Usage of uint3

Accelerated Computing CUDA CUDA Programming and Performance
1

When I load data from gmem to register, what will the warp do? For example, for 32 threads, each load a uint3 element, these element are consectively restored in gmem. (int *A[0 - 95]), will the memory access be coalesced?

2

From the hardware side:

The access requirements for coalescing depend on the compute capability of the device and are documented in the CUDA C++ Programming Guide.

For devices of compute capability 6.0 or higher, the requirements can be summarized quite easily: the concurrent accesses of the threads of a warp will coalesce into a number of transactions equal to the number of 32-byte transactions necessary to service all of the threads of the warp.

When consecutive threads access consecutive elements in memory, the access is coalesced and the number of 32-byte transactions is minimized.

3

So will access to element in uint3 significient better then use int for 3 times?

4

The stride size is 3 bytes or 4 bytes (every 4 bytes store 3 uints with 0 padding in the 4th)?

There is no native 12 byte (96 bits) access of memory, only 32, 64 or 128 bits per thread.

So either you (or the compiler)

  • reads 8 bytes with one instruction (or 4+4 bytes with two instructions) and 4 bytes with another instruction (having gaps in the accesses, but trusting the L1 to fill those), no coalescing
  • you store the 3 individual uint components in 3 separate arrays and use 3 instructions, as you mentioned as an alternative
  • you use 4 byte strides in your memory layout, padding with 0 each 4th uint element, wasted bandwidth and storage
  • you use the following scheme (if the memory layout is fixed and you want to have - not only for L2, but also for L1 and local LD/ST units - good memory performance):

Each group of 4 threads need consecutive 48 bytes (4 threads * 3 * 4 bytes). Those are 3 uint4.
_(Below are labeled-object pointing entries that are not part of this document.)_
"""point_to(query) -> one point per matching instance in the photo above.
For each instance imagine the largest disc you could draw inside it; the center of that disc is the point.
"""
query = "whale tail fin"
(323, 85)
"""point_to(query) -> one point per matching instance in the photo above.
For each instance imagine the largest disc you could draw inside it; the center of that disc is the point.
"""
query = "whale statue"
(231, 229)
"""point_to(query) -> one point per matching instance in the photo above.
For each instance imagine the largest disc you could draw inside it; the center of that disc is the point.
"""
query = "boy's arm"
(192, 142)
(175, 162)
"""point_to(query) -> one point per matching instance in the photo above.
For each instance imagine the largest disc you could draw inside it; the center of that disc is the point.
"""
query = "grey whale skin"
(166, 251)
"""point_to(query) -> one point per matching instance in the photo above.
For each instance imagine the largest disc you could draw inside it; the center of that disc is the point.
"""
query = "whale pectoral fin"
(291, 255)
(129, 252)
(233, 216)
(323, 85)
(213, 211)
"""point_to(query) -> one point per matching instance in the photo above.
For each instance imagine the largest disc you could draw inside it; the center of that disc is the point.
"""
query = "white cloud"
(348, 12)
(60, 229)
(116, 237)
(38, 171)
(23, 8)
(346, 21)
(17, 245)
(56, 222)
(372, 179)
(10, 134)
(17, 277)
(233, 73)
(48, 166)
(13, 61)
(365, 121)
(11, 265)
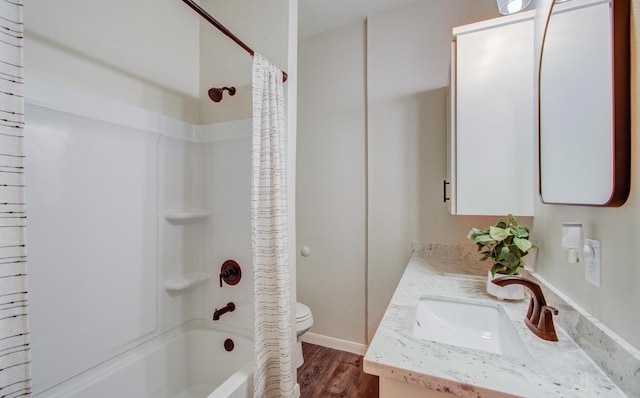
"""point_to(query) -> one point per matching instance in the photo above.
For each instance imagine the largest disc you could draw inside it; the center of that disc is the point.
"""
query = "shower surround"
(111, 270)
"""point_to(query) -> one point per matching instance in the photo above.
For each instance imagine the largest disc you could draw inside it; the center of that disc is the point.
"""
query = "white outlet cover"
(592, 268)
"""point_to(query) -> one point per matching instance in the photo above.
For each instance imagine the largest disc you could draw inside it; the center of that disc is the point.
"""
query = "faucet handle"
(545, 324)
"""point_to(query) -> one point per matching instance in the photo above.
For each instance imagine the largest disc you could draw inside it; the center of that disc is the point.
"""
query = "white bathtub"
(189, 362)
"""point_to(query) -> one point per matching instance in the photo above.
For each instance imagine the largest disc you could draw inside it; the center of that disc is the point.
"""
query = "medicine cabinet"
(490, 145)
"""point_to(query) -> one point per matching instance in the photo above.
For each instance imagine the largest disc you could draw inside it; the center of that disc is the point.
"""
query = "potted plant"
(505, 243)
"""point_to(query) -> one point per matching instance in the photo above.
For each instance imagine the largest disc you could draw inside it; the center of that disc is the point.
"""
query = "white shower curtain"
(273, 366)
(15, 380)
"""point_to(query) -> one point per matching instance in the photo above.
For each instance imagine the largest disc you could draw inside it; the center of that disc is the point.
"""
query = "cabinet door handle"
(444, 191)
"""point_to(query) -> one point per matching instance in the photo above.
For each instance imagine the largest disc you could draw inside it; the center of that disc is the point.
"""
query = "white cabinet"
(491, 139)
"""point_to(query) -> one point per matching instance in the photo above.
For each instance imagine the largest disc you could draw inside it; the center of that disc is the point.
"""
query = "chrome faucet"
(539, 317)
(230, 307)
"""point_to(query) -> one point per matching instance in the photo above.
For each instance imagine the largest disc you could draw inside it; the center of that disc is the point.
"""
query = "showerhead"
(216, 93)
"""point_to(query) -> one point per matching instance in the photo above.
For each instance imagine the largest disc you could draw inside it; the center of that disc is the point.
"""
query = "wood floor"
(330, 373)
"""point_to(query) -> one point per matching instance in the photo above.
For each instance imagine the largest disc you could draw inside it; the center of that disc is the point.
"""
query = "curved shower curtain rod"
(195, 7)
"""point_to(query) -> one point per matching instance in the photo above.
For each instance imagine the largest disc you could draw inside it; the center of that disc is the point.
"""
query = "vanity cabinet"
(490, 144)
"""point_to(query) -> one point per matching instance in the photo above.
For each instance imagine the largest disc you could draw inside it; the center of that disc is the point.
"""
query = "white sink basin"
(468, 324)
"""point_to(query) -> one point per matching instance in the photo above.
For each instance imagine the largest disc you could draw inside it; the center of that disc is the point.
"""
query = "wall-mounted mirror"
(584, 103)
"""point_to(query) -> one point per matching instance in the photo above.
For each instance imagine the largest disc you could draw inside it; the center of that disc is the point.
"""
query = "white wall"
(618, 229)
(372, 158)
(331, 182)
(142, 52)
(407, 67)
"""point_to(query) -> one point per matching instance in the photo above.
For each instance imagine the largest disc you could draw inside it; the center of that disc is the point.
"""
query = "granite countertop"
(555, 369)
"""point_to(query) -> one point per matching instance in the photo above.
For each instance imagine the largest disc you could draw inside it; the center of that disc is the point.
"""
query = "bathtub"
(188, 362)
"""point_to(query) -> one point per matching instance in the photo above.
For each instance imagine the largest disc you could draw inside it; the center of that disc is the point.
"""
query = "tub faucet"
(539, 317)
(227, 308)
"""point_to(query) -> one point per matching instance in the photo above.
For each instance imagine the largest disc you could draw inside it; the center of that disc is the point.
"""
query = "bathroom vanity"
(411, 366)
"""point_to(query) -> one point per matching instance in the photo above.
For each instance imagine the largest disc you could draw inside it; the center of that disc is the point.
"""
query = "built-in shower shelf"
(186, 217)
(186, 282)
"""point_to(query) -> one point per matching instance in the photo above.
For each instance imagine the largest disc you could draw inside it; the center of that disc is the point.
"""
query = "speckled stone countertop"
(555, 369)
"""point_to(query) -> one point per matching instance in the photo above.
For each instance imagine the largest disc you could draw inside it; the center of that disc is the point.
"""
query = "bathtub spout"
(227, 308)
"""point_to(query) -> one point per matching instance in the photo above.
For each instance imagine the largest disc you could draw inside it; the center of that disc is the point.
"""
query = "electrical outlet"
(592, 267)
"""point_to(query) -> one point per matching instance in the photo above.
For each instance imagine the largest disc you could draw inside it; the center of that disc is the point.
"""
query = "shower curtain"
(273, 366)
(15, 380)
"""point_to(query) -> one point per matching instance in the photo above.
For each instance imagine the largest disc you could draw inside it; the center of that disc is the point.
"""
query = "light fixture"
(574, 244)
(506, 7)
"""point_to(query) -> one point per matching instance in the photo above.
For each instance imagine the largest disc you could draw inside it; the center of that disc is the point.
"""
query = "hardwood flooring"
(328, 373)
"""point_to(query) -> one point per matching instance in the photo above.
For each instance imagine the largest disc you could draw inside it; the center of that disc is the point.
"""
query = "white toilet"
(304, 321)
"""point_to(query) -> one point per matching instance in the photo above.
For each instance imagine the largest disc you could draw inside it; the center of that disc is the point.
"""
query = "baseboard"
(332, 342)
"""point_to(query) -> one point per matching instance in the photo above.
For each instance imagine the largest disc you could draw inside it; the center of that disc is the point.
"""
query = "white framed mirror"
(584, 103)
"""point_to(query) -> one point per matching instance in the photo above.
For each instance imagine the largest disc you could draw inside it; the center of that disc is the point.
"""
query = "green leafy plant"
(505, 243)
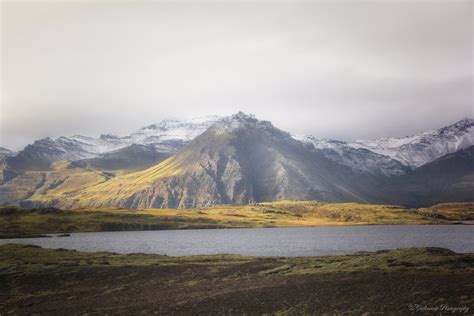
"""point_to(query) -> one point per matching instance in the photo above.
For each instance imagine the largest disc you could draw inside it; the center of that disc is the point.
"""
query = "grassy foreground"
(275, 214)
(35, 280)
You reinterpret your uint3 array as 128 bits of uint4 and read

  • the first of the three uint4 with thread 0
  • the second of the three with thread 1
  • the second of the three with thread 2
  • the third of the three with thread 3
  • then you shuffle (with one instruction) the missing uint from thread 0 to thread 1 and from thread 3 to thread 2
  • you resort the uints (depending on thread number) locally that you have the correct uint3 for each thread

So nearly perfect memory accesses (one warp gets 12 aligned uint4, which is 3 * 32 byte sectors) + a single shuffle instruction + a bit of local select arithmetic instructions, which are ‘free’ for most kernels.

5

The data are store in gmem in this way, it is read only data
int A[96]

for a single warp, thread i need A[i * 3 + 0], A[i * 3 + 1], A[i * 3 + 2]. So maybe your final method will be the best?

6

  • The first method (either manually or automatically by the compiler when accessing uint3?) would be ‘dirty’ (non-coalesced), but fast enough, as it mostly slows down LD/ST units and L1.

  • Method 2 and 3 would not work (different layout).

  • Method 4 would work (you can put it into an inline device function to keep your code neat).

  • Another method (5) would be to load into shared memory and then back, but would be less efficient for LD/ST units and shared memory use.

If you compare method 1 and method 4 for the LD/ST units (I think shuffle also occupies them):

Method 1: 3 instructions (3 * 32 bits), 3 32-bit values
Method 4: 2 instructions (1 * 128 bit + 1 * 32 bit shuffle)
Method 5: 3 instructions (1 * 128 bit global load + 1 * 128 bit shared store + 3 * 32 bit shared load)

I would guess, either method 1 or method 4 would be fastest and use least resources.
The number of instructions I think goes into the pipeline (length) and the actual number of 32-bit transactions occupies for cycles.